1-Dosyadaki yazılara,kararın dayandığı delillerle yasaya uygun gerektirici nedenlere ve özellikle delillerin takdirinde bir isabetsizlik bulunmamasına göre davalının aşağıdaki bendin kapsamı dışında kalan sair temyiz itirazlarının reddi gerekir.
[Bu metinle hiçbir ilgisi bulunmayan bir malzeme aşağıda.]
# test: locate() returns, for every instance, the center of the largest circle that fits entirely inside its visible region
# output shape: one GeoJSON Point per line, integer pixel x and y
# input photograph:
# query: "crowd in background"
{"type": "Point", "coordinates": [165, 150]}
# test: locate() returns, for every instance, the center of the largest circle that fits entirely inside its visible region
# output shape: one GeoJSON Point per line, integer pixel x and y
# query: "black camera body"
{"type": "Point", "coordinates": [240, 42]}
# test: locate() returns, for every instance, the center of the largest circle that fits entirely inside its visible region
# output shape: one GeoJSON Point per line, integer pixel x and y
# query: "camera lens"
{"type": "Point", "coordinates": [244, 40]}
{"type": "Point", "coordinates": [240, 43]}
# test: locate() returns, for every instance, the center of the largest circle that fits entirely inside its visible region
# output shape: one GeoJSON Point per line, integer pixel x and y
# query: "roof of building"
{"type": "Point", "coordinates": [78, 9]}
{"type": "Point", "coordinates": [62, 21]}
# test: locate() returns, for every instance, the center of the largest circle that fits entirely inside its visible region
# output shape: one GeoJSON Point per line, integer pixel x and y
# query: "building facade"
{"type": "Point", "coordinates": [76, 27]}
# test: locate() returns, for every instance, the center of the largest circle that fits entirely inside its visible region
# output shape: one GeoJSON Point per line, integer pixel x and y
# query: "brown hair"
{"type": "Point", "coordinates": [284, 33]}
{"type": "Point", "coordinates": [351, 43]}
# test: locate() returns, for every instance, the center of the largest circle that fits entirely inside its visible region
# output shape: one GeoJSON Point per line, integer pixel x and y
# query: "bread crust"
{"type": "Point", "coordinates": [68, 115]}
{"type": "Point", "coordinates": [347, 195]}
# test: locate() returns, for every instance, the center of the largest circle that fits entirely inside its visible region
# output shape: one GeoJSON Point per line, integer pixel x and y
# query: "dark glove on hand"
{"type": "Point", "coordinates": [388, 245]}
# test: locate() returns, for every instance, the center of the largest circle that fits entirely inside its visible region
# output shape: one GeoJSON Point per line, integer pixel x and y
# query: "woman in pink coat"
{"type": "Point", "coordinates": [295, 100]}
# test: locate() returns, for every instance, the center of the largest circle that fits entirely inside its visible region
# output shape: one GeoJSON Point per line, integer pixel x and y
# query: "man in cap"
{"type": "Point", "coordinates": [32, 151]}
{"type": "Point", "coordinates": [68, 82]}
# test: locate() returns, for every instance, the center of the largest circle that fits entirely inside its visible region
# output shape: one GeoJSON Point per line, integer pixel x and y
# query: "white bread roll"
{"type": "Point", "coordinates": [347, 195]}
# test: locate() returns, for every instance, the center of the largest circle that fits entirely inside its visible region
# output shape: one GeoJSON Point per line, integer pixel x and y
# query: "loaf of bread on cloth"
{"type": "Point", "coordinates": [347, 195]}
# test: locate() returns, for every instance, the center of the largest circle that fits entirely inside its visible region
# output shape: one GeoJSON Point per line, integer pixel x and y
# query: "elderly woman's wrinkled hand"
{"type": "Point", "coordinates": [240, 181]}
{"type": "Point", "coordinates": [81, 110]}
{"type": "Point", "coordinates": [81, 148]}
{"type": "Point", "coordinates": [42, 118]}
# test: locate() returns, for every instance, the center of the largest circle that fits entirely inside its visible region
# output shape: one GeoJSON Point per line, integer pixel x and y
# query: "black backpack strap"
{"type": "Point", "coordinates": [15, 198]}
2-Dava, menfi tespite ilişkindir. Mahkemece, davanın kabulü ile davalı aleyhine kötüniyet tazminatına hükmedilmiştir. İİK 72/5 maddesi “dava borçlu lehine hükme bağlanırsa ve takibin haksız ve kötü niyetli olduğu anlaşılırsa talebi üzerine borçlunun dava sebebiyle uğradığı zararın alacaklıdan tahsiline karar verileceğini hükme bağlamaktadır. Anılan kanun hükmü uyarınca davalı-alacaklı aleyhine tazminata hükmedilebilmesi için davalı alacaklı tarafından yapılan icra takibinin haksız olmasının yanı sıra takibin kötü niyetle yapılması da şarttır. Aynı alacak için tahsilde tekerrür olmamak kaydıyla birden fazla takip yapılmasına kural olarak yasal bir engel yoktur. Başka bir ifadeyle aynı alacak nedeniyle genel haciz yoluyla ilamsız takipten ayrı olarak tahsilde tekerrür olmamak kaydıyla kambiyo senetlerine mahsus yolla takip yapılması mümkündür. O halde, eldeki davada davalı-alacaklının kötüniyetli olduğunun ispat edilemediği anlaşılmaktadır. Hal böyle olunca, davalının kötü niyetinden söz edilemez ve onun aleyhine kötüniyet tazminatına hükmedilemez. Mahkemece, değinilen bu yön göz ardı edilerek davalı aleyhine kötü niyet tazminatına hükmedilmiş olması usul ve yasaya aykırı olup, bozmayı gerektirir.
Ne var ki, bu yanlışlığın giderilmesi yeniden yargılama yapılmasını gerektirmeyip kararın düzeltilerek onanması HMUK’un 438/7 maddesi hükmü gereğidir.
SONUÇ: Yukarıda birinci bentte açıklanan nedenlerle davalının ikinci bendin kapsamı dışındaki dışındaki sair temyiz itirazlarının reddine, ikinci bentte açıklanan nedenlerle kararın hüküm fıkrasının 1. bendinde yer alan “Davacı taraf kötü niyetli kabul edildiğinden takibin dayanağı olan asıl borç miktarı olan 3.087,00 TL üzerinden hesaplanacak %20 oranındaki kötü niyet tazminatının davalıdan alınarak davacıya verilmesine,” söz ve rakamlarının hükümden çıkarılarak yerine “Şartları oluşmadığından davacının kötüniyet tazminatı talebinin reddine,” sözlerinin yazılmasına, hükmün düzeltilmiş bu şekliyle ONANMASINA, peşin alınan harcın istek halinde iadesine, HUMK’nun 440/III-1 maddesi uyarınca karar düzeltme yolu kapalı olmak üzere, 19/12/2018 gününde oybirliğiyle karar verildi.